Net migration to the UK dropped 10 percent to 685,000 in 2023, compared with a year earlier, but remained above average historical levels. The majority of people travelled for work or to study, with far fewer – 29,437 last year – arriving via the perilous journey across the Channel from France.

But migration is a central issue for voters across the political spectrum, especially after the Conservatives failed on their promise to “stop the boats” and deport irregular migrants to Rwanda.

During a speech made atop a campaign bus in Maidstone, Kent’s largest town, Farage blamed immigration for rising rent prices, worse traffic, a strain on social housing and hospital waiting times.

“It’s simple: demand, supply,” he said.

Toby James, professor of politics and public policy at the University of East Anglia, says Reform’s “simple narratives” are gaining traction because the economy has suffered “anaemic levels” of growth for years.

“The prices that people are paying in the weekly shop have rocketed – and not come down. Meanwhile, the quality of public services has been declining with record lows in satisfaction in public healthcare,” he says. “Support for the party that has been in power for the last 14 years plummeted as a result.
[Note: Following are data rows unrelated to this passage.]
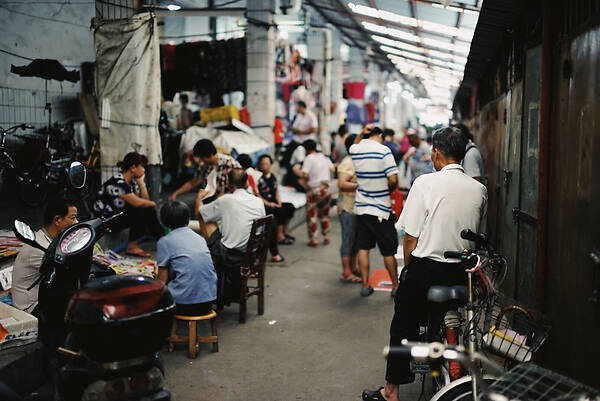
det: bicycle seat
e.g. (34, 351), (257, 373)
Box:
(427, 285), (469, 303)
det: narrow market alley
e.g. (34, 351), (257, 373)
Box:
(162, 217), (424, 401)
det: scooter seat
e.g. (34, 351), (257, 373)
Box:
(427, 285), (468, 303)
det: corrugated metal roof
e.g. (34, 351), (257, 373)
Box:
(304, 0), (478, 106)
(455, 0), (526, 101)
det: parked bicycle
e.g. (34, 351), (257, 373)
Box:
(384, 340), (600, 401)
(0, 124), (46, 206)
(0, 124), (95, 213)
(411, 230), (550, 400)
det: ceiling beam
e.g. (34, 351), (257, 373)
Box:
(347, 11), (471, 43)
(154, 7), (246, 17)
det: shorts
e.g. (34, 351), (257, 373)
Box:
(356, 214), (398, 257)
(339, 211), (358, 257)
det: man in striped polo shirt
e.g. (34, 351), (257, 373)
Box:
(350, 125), (398, 297)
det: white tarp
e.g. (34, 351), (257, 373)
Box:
(93, 13), (162, 167)
(181, 126), (273, 163)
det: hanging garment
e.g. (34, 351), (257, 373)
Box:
(92, 13), (162, 168)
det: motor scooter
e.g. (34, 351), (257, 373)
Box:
(13, 163), (175, 401)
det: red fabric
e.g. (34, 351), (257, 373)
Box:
(273, 118), (283, 145)
(344, 82), (367, 100)
(390, 189), (404, 221)
(365, 103), (375, 123)
(240, 106), (252, 127)
(160, 45), (177, 71)
(248, 174), (256, 192)
(281, 82), (292, 102)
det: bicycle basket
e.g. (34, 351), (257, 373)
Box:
(479, 294), (551, 366)
(489, 363), (600, 401)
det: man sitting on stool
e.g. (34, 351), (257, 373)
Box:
(198, 168), (265, 294)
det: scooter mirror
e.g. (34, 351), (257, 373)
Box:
(13, 220), (46, 251)
(69, 162), (86, 189)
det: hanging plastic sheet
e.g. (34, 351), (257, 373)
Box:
(92, 13), (162, 166)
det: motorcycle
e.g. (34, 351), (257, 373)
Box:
(13, 162), (175, 401)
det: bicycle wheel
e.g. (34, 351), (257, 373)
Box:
(431, 361), (450, 393)
(431, 376), (495, 401)
(17, 174), (49, 207)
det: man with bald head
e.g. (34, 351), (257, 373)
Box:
(198, 168), (265, 270)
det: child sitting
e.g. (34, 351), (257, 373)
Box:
(157, 201), (217, 316)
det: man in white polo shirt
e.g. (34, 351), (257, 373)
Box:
(350, 125), (398, 297)
(362, 128), (487, 401)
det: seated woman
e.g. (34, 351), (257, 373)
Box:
(258, 155), (296, 245)
(157, 201), (217, 316)
(94, 152), (165, 258)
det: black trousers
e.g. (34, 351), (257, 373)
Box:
(110, 203), (165, 241)
(385, 256), (468, 384)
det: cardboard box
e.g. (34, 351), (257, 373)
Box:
(0, 302), (38, 350)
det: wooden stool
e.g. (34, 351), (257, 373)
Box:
(169, 310), (219, 358)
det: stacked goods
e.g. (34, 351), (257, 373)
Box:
(94, 244), (158, 277)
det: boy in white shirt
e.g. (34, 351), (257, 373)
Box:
(301, 139), (334, 246)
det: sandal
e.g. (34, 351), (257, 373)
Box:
(277, 237), (294, 245)
(271, 255), (285, 263)
(362, 387), (385, 401)
(340, 273), (362, 283)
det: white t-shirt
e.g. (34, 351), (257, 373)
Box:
(302, 152), (333, 188)
(199, 189), (265, 252)
(292, 109), (319, 143)
(461, 141), (487, 185)
(396, 164), (487, 263)
(350, 139), (398, 220)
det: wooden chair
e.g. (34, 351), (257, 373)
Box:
(169, 310), (219, 358)
(217, 214), (273, 323)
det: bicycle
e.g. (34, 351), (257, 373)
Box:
(384, 340), (600, 401)
(0, 124), (46, 207)
(411, 230), (506, 396)
(0, 124), (94, 209)
(411, 230), (550, 400)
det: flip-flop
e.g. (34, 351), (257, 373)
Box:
(125, 250), (152, 258)
(340, 274), (362, 283)
(271, 255), (285, 263)
(362, 387), (385, 401)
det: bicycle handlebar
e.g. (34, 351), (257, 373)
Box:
(444, 251), (468, 259)
(460, 228), (487, 246)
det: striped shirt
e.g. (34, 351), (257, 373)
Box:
(350, 139), (398, 220)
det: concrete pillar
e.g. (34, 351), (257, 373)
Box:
(348, 47), (366, 134)
(348, 47), (365, 82)
(307, 28), (331, 155)
(329, 30), (345, 131)
(246, 0), (275, 145)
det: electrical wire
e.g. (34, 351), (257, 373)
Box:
(215, 0), (242, 8)
(160, 28), (244, 39)
(0, 0), (96, 6)
(0, 3), (90, 29)
(0, 49), (80, 68)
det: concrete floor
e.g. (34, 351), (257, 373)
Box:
(163, 217), (428, 401)
(0, 189), (431, 401)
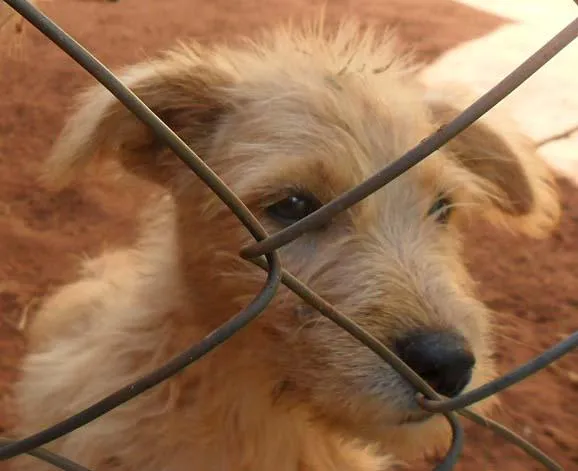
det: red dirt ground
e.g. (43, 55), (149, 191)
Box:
(0, 0), (578, 471)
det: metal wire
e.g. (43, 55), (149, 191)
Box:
(241, 18), (578, 258)
(0, 0), (578, 471)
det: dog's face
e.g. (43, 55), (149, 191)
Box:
(51, 21), (559, 458)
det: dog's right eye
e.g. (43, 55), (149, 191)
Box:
(267, 194), (322, 226)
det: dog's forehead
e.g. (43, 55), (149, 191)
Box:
(216, 64), (431, 198)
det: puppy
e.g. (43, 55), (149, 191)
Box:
(13, 17), (560, 471)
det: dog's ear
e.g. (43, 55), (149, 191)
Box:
(44, 46), (233, 184)
(428, 91), (560, 238)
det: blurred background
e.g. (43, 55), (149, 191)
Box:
(0, 0), (578, 471)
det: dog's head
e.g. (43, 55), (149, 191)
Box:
(49, 21), (559, 460)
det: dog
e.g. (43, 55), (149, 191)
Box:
(13, 20), (560, 471)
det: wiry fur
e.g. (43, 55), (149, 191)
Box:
(14, 18), (559, 471)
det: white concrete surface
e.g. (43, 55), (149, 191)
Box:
(424, 0), (578, 184)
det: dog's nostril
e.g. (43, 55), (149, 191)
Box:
(395, 331), (476, 397)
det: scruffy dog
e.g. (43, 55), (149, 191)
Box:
(14, 22), (559, 471)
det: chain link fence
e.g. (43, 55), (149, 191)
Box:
(0, 0), (578, 471)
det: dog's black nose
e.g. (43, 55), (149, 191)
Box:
(395, 331), (476, 397)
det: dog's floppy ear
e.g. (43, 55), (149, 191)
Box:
(427, 88), (560, 238)
(44, 46), (232, 184)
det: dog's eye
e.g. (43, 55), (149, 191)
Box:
(428, 196), (452, 224)
(267, 194), (321, 226)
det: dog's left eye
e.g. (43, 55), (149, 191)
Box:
(428, 196), (452, 224)
(267, 194), (321, 226)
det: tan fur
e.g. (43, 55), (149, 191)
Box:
(9, 17), (559, 471)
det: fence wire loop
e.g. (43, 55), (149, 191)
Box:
(0, 0), (578, 471)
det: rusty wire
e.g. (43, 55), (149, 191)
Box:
(0, 0), (578, 471)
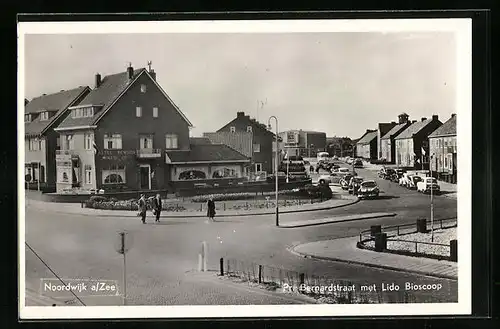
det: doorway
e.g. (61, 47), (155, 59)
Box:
(140, 165), (151, 190)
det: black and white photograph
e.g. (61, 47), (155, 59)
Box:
(18, 19), (472, 319)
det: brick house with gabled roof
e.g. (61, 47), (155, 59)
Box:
(217, 112), (276, 174)
(52, 67), (250, 192)
(429, 114), (457, 183)
(24, 87), (90, 191)
(395, 115), (442, 169)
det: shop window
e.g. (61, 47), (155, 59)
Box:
(179, 170), (207, 180)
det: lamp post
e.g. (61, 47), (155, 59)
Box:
(267, 115), (280, 226)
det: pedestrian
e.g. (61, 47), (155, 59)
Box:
(138, 194), (148, 224)
(207, 199), (215, 222)
(153, 193), (162, 223)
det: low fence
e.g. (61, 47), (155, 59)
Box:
(357, 218), (457, 261)
(219, 258), (424, 304)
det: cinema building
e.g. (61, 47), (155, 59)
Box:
(55, 67), (249, 193)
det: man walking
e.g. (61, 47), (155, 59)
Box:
(153, 193), (162, 223)
(139, 194), (147, 224)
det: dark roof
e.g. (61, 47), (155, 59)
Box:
(59, 68), (145, 128)
(24, 87), (90, 135)
(189, 137), (212, 145)
(380, 123), (406, 139)
(59, 68), (192, 128)
(395, 118), (438, 139)
(429, 115), (457, 138)
(167, 144), (250, 163)
(357, 131), (377, 144)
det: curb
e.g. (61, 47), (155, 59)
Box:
(279, 213), (397, 228)
(287, 245), (458, 281)
(28, 197), (360, 218)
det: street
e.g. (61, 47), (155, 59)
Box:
(26, 163), (457, 305)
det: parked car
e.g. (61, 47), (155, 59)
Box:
(340, 174), (353, 190)
(347, 176), (363, 194)
(353, 159), (363, 168)
(406, 175), (422, 190)
(318, 173), (341, 184)
(357, 180), (380, 199)
(417, 177), (440, 194)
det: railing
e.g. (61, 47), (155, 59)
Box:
(219, 258), (424, 304)
(136, 148), (162, 158)
(359, 218), (457, 242)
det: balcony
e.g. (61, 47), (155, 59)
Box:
(136, 149), (162, 159)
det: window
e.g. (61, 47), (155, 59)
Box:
(83, 134), (92, 150)
(139, 135), (153, 150)
(104, 134), (122, 150)
(165, 134), (178, 149)
(102, 165), (125, 184)
(40, 112), (49, 121)
(85, 165), (92, 184)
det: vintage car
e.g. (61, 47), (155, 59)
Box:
(353, 159), (363, 168)
(417, 177), (440, 194)
(357, 180), (380, 199)
(339, 174), (353, 190)
(347, 176), (363, 194)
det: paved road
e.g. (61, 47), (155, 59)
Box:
(26, 163), (457, 305)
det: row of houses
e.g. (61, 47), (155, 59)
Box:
(356, 113), (457, 182)
(24, 65), (326, 193)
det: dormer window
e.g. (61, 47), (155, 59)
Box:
(40, 111), (49, 121)
(71, 107), (94, 118)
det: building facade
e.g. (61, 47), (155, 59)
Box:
(56, 67), (249, 193)
(380, 113), (411, 163)
(356, 129), (378, 160)
(395, 115), (442, 169)
(429, 114), (457, 183)
(280, 129), (327, 157)
(24, 87), (90, 192)
(217, 112), (276, 173)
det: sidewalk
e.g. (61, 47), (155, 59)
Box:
(289, 237), (458, 280)
(280, 212), (396, 228)
(26, 195), (359, 218)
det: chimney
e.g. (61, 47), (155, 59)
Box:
(95, 73), (101, 88)
(127, 64), (134, 80)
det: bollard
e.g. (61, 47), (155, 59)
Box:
(417, 218), (427, 233)
(375, 233), (387, 252)
(370, 225), (382, 237)
(450, 240), (458, 262)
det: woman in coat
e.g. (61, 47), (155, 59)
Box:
(207, 199), (215, 221)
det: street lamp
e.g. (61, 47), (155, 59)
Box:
(267, 115), (280, 226)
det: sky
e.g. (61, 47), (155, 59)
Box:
(24, 32), (457, 138)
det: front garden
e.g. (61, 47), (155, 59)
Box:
(83, 185), (334, 212)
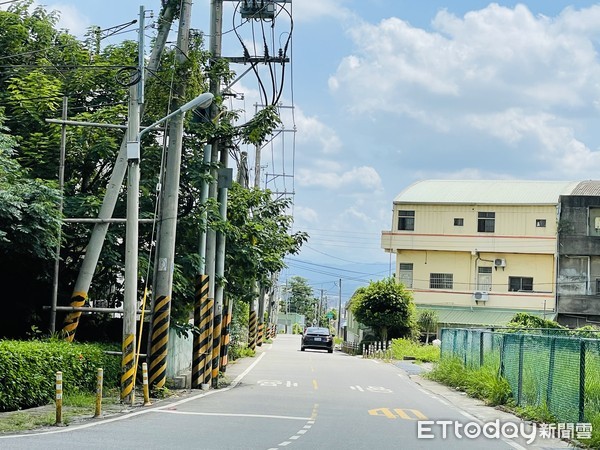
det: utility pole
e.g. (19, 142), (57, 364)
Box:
(206, 0), (228, 387)
(62, 5), (175, 342)
(121, 6), (145, 404)
(149, 0), (192, 388)
(50, 97), (69, 334)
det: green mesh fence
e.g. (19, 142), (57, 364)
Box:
(441, 328), (600, 423)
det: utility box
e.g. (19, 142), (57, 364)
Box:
(240, 0), (275, 20)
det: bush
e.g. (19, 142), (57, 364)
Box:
(0, 340), (121, 411)
(426, 358), (512, 406)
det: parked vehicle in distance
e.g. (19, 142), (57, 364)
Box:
(300, 327), (333, 353)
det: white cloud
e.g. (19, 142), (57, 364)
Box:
(293, 0), (352, 22)
(45, 2), (92, 37)
(294, 205), (319, 224)
(296, 166), (382, 191)
(295, 107), (342, 155)
(329, 4), (600, 183)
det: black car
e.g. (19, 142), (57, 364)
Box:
(300, 327), (333, 353)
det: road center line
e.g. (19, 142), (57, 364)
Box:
(152, 409), (310, 421)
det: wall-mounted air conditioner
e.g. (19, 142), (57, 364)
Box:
(473, 291), (489, 302)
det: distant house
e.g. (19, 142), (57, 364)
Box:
(381, 180), (600, 326)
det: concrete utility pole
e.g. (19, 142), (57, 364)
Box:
(121, 77), (143, 404)
(205, 0), (228, 387)
(338, 278), (342, 336)
(149, 0), (192, 388)
(62, 5), (175, 341)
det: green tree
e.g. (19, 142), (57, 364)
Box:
(0, 0), (306, 338)
(351, 277), (416, 341)
(417, 309), (438, 344)
(0, 118), (60, 336)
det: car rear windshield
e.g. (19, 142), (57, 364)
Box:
(306, 327), (329, 336)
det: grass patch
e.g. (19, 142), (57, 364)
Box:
(392, 339), (440, 362)
(0, 389), (121, 433)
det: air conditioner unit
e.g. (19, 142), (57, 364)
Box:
(473, 291), (489, 302)
(240, 0), (275, 20)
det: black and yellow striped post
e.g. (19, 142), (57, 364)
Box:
(211, 314), (221, 388)
(192, 275), (213, 389)
(149, 296), (171, 389)
(121, 334), (135, 404)
(256, 322), (265, 347)
(94, 368), (104, 417)
(248, 310), (257, 350)
(220, 297), (231, 372)
(62, 292), (87, 342)
(55, 372), (62, 425)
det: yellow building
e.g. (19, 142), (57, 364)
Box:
(381, 180), (579, 326)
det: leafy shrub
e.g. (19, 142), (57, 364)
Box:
(0, 340), (121, 411)
(426, 358), (512, 406)
(508, 313), (566, 330)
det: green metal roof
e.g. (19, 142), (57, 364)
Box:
(417, 305), (556, 326)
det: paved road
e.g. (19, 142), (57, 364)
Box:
(0, 335), (567, 450)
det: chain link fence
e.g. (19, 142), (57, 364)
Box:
(441, 328), (600, 423)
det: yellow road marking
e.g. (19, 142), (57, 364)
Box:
(394, 408), (427, 420)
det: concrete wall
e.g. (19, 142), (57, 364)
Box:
(167, 328), (194, 379)
(557, 196), (600, 316)
(381, 204), (558, 310)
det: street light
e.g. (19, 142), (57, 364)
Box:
(121, 89), (214, 401)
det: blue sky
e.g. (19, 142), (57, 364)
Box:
(10, 0), (600, 301)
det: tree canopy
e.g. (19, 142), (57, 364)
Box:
(283, 276), (318, 322)
(350, 277), (416, 341)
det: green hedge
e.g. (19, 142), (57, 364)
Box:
(0, 340), (121, 411)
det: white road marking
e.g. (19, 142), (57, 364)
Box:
(0, 353), (266, 439)
(502, 439), (527, 450)
(458, 409), (483, 423)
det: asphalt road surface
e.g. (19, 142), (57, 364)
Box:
(0, 335), (568, 450)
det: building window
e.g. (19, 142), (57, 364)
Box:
(398, 211), (415, 231)
(429, 273), (453, 289)
(398, 263), (413, 288)
(508, 277), (533, 292)
(477, 266), (492, 292)
(477, 212), (496, 233)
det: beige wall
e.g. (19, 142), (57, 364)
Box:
(396, 250), (555, 310)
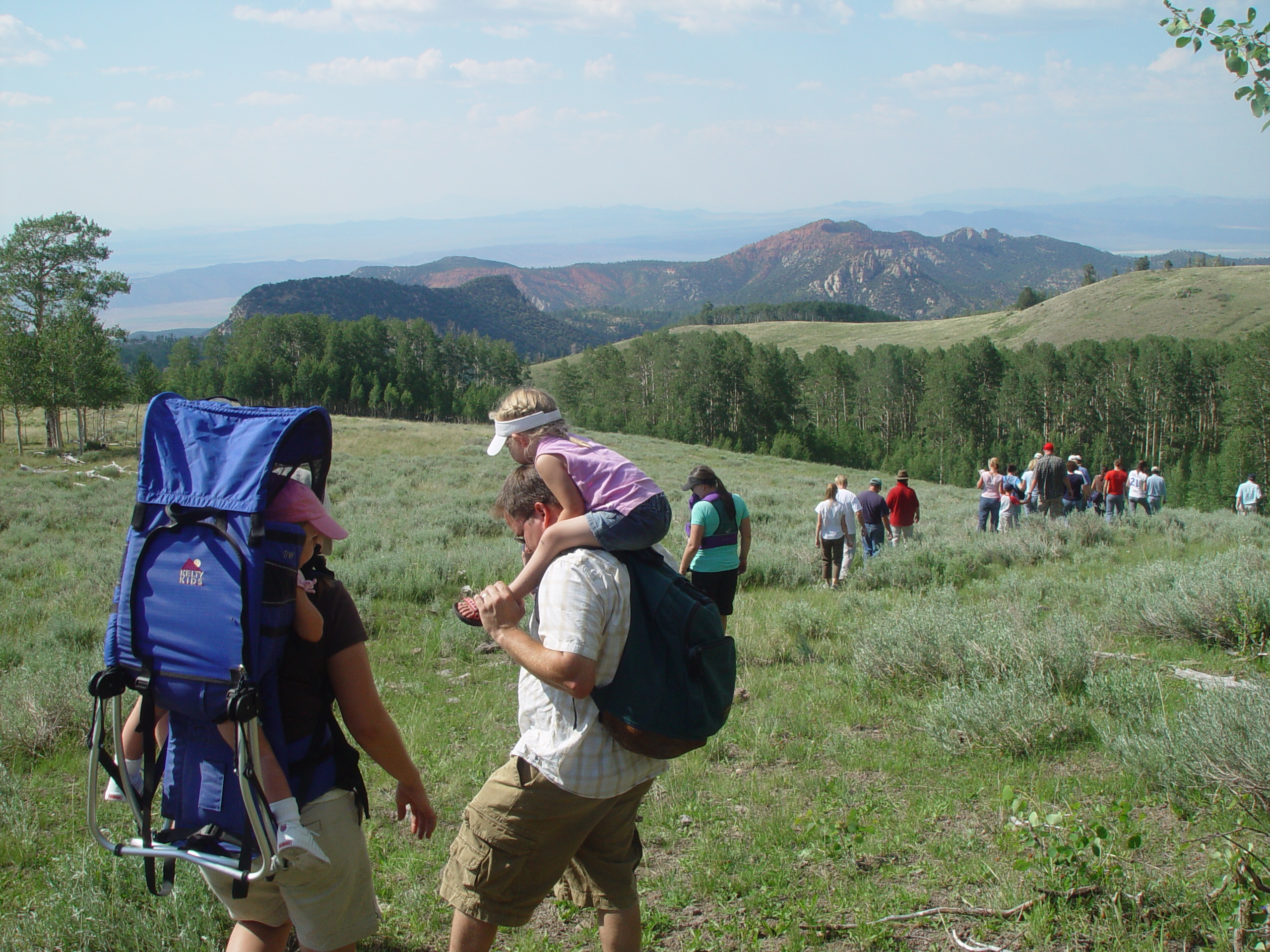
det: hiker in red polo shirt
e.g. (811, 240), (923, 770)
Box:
(887, 470), (922, 546)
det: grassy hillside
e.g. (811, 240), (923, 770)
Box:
(540, 265), (1270, 367)
(7, 416), (1270, 952)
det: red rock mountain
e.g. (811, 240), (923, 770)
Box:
(353, 218), (1129, 319)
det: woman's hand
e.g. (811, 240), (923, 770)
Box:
(396, 779), (437, 839)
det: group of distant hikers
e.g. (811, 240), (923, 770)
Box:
(104, 387), (751, 952)
(816, 470), (922, 589)
(975, 443), (1166, 532)
(975, 443), (1261, 532)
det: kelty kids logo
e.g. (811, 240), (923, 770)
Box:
(179, 558), (203, 585)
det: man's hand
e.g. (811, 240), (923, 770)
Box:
(475, 581), (524, 641)
(396, 780), (437, 839)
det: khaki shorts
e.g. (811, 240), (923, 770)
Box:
(437, 757), (653, 925)
(200, 791), (380, 952)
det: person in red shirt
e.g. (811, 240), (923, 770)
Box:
(887, 470), (922, 546)
(1102, 460), (1129, 522)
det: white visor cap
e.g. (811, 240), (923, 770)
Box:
(485, 410), (564, 456)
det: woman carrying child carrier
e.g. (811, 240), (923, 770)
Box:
(203, 485), (437, 952)
(680, 466), (749, 631)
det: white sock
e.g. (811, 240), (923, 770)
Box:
(269, 797), (330, 863)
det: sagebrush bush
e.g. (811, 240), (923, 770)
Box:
(1109, 546), (1270, 651)
(922, 671), (1092, 757)
(1084, 660), (1171, 743)
(1111, 683), (1270, 810)
(853, 589), (1092, 694)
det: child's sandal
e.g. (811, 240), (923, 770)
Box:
(454, 598), (481, 628)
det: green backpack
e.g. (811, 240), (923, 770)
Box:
(590, 548), (737, 759)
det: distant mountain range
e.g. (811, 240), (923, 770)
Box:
(353, 218), (1130, 320)
(221, 274), (669, 358)
(103, 194), (1270, 279)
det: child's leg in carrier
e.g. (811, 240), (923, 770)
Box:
(102, 698), (168, 801)
(216, 726), (330, 863)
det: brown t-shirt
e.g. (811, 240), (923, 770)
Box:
(278, 578), (366, 744)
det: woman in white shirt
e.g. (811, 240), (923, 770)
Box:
(1127, 460), (1150, 515)
(974, 457), (1002, 532)
(816, 482), (847, 589)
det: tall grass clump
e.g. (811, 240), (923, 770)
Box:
(0, 645), (102, 759)
(1110, 546), (1270, 651)
(1110, 683), (1270, 811)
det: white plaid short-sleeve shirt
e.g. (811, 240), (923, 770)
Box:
(512, 548), (667, 800)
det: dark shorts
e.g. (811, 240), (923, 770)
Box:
(585, 492), (671, 552)
(692, 569), (740, 614)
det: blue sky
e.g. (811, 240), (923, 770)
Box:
(0, 0), (1270, 229)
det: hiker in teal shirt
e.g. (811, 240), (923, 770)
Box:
(680, 466), (749, 631)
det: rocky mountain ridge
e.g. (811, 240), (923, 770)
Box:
(353, 218), (1132, 320)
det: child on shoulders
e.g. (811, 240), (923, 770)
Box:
(454, 387), (671, 626)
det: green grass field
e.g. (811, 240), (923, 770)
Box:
(0, 417), (1270, 952)
(535, 265), (1270, 371)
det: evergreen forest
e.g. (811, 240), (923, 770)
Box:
(538, 331), (1270, 509)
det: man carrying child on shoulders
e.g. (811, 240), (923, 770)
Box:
(438, 466), (667, 952)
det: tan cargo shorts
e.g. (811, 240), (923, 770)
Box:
(437, 757), (653, 925)
(200, 789), (380, 952)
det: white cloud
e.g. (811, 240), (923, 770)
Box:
(1147, 47), (1200, 72)
(895, 62), (1027, 99)
(644, 72), (742, 89)
(234, 0), (855, 38)
(449, 59), (559, 82)
(234, 4), (345, 29)
(891, 0), (1150, 20)
(309, 50), (442, 85)
(481, 23), (530, 39)
(494, 105), (538, 132)
(239, 90), (301, 105)
(581, 54), (617, 80)
(0, 93), (54, 105)
(0, 13), (84, 66)
(555, 107), (621, 122)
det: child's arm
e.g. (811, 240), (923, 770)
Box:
(293, 585), (322, 641)
(533, 453), (587, 519)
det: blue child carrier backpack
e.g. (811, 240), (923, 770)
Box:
(88, 394), (365, 895)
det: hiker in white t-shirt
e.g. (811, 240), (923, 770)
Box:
(816, 482), (848, 589)
(1018, 453), (1040, 513)
(1127, 460), (1150, 515)
(1234, 472), (1261, 515)
(833, 472), (865, 574)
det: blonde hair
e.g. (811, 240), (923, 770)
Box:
(489, 387), (588, 451)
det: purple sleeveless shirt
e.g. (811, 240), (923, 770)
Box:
(535, 437), (662, 515)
Reform have been able to capitalise on this situation … notably blaming problems on immigration.”

[Anealla Safdar/NDMT]
A Reform canvasser who previously voted for the Conservatives volunteers his time in Clacton [Anealla Safdar/NDMT]

Most Reform supporters NDMT spoke to appreciate the party’s populist agenda and speak of Farage fondly, as though he is a family member.

He “actually speaks from the heart”, he’s “honest”, he’s “a believer in equality”, he’s a “very good gentleman”, a “lovely man”, voters said in Clacton.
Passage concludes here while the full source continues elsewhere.